Henrico Planning Commission approves new Dominion facility

April 24, 2014

Dominion Virginia Power secured approval from Henrico County on Wednesday for a new, more secure operations center near Interstate 295 in the northern part of the county.

While the 110,000-square-foot, $80 million facility will be “hardened” with increased security measures, it will look like any other office building.

“You’re not going to see barbed wire or anything like that there,” Dominion Virginia Power spokeswoman Daisy Pridgen said.

The new facility will offer better security, improved infrastructure and more space for expansion, Pridgen said.

About 100 jobs will transfer from the current facility in the Innsbrook Corporate Center.

The current facility was a $27 million project in 1986. It includes the operations center and other departments.

The other departments will not be affected by the move, Pridgen said, and the current facility will continue as a backup to the new one.

The new facility will be one office building among many in the area between Parham Road and I-295, just east of Interstate 95. It will be between Park Central and Windsor Business Park.

“It’s a very nicely designed building and it’ll blend right in,” Planning Department Director R. Joseph Emerson Jr. said.

The move comes in tandem with a wider effort by the electric utility, the state’s largest, to secure its critical infrastructure.

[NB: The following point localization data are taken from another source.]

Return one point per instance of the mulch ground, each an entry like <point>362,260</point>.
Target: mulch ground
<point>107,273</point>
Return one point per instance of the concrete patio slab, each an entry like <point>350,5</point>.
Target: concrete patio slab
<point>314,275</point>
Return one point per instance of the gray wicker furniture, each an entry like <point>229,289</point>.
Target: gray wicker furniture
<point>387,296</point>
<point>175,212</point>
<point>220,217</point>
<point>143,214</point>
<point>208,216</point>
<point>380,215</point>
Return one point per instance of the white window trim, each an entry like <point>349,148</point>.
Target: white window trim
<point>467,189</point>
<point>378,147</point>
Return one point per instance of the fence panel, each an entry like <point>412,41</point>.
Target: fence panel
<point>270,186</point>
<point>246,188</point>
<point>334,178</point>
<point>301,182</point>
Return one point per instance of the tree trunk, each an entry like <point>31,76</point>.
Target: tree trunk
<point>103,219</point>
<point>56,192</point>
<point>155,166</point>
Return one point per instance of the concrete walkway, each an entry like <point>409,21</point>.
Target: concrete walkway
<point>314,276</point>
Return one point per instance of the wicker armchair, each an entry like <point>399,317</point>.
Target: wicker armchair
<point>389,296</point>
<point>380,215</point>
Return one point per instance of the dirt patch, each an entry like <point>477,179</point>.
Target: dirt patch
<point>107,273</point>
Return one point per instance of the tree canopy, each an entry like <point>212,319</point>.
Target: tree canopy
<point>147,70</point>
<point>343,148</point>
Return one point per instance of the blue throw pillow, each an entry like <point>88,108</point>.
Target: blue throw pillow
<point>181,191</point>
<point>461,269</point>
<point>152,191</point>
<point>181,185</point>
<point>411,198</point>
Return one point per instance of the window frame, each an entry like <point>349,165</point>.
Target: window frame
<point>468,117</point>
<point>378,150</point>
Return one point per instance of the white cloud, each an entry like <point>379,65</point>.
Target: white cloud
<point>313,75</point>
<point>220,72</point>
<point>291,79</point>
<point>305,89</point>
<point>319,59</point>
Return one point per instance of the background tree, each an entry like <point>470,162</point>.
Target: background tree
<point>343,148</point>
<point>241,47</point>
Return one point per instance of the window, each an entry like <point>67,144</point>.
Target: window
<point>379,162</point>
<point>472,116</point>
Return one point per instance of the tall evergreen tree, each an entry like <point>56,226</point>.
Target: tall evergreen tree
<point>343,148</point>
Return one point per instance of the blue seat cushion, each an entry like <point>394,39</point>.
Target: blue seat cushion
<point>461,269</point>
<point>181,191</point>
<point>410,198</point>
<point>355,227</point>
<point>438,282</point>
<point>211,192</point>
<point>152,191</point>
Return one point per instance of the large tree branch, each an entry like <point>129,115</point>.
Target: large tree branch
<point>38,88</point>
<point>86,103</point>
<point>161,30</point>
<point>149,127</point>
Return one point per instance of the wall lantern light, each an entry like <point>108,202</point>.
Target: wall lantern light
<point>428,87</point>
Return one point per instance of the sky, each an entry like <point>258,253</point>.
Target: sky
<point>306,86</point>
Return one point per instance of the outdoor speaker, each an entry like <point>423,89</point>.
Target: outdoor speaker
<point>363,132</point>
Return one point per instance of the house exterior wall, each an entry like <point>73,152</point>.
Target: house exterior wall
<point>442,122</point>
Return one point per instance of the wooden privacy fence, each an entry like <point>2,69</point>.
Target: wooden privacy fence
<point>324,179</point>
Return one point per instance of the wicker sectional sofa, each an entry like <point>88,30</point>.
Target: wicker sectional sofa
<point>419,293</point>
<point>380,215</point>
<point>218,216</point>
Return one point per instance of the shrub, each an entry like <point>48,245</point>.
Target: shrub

The industry in general has been on guard since an attack last year on a California substation that sends electricity to the Silicon Valley. That attack severely damaged the substation, caused nearly a month’s worth of repairs and gave greater weight to concerns about a concerted attack on the nation’s power grid.

But Pridgen emphasized that the change is mostly a result of the changing needs of the utility, and not a response to a threat or recent events.

“We have not had any kind of security breach of anything of that sort,” she said. “We’ve outgrown the facility there at Innsbrook and, again, most of it has to do with security and … new technologies.”

The Planning Commission approved the move unanimously, Emerson said. No one from the public showed up to oppose it, and the county’s public works officials didn’t voice any concerns about traffic, he said.

“They’ve done a nice job in planning the site and there weren’t any major hurdles to overcome,” Emerson said.